L’enfance du monde, si je me le rappelle bien, se nommait le siècle d’or. Alors la nature se servait de lisières pour conduire les hommes, et ils marchaient fort joliment sur quatre pates.

Mille ans plus tard je fus témoin d’une révolution étonnante. Un téméraire fit crier dans tous les carrefours qu’il s’engageait à marcher sur les deux pates de derrière, sans autre préservatif qu’un bourrelet et une lisière d’enfant ; il ajouta même qu’il finirait par les jeter au loin, et s’en irait à toutes jambes.

Je ne te dirai pas combien une annonce semblable causa d’étonnement. Il nous trompe, s’écrièrent tous ceux qui purent élever la voix ! Marcher sur les deux pates de derrière ! Qu’il essaie, et une lourde chute sur le nez sera le prix de sa témérité.

Cependant le jour fut pris ; grande affluence d’indigènes et d’étrangers.

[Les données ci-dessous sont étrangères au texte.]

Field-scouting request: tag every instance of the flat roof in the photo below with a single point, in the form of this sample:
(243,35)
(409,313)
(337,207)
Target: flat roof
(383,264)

Nous étions tous accroupis, et nous attendions avec impatience le hardi novateur : il arrive enfin, et se présente comme un homme sûr de son fait. Son audace est couronnée de succès : on connaît de reste tout le mal qui en est résulté. Les hommes parcoururent le monde sur deux jambes seulement, et atteignirent bientôt le soi-disant siècle d’argent.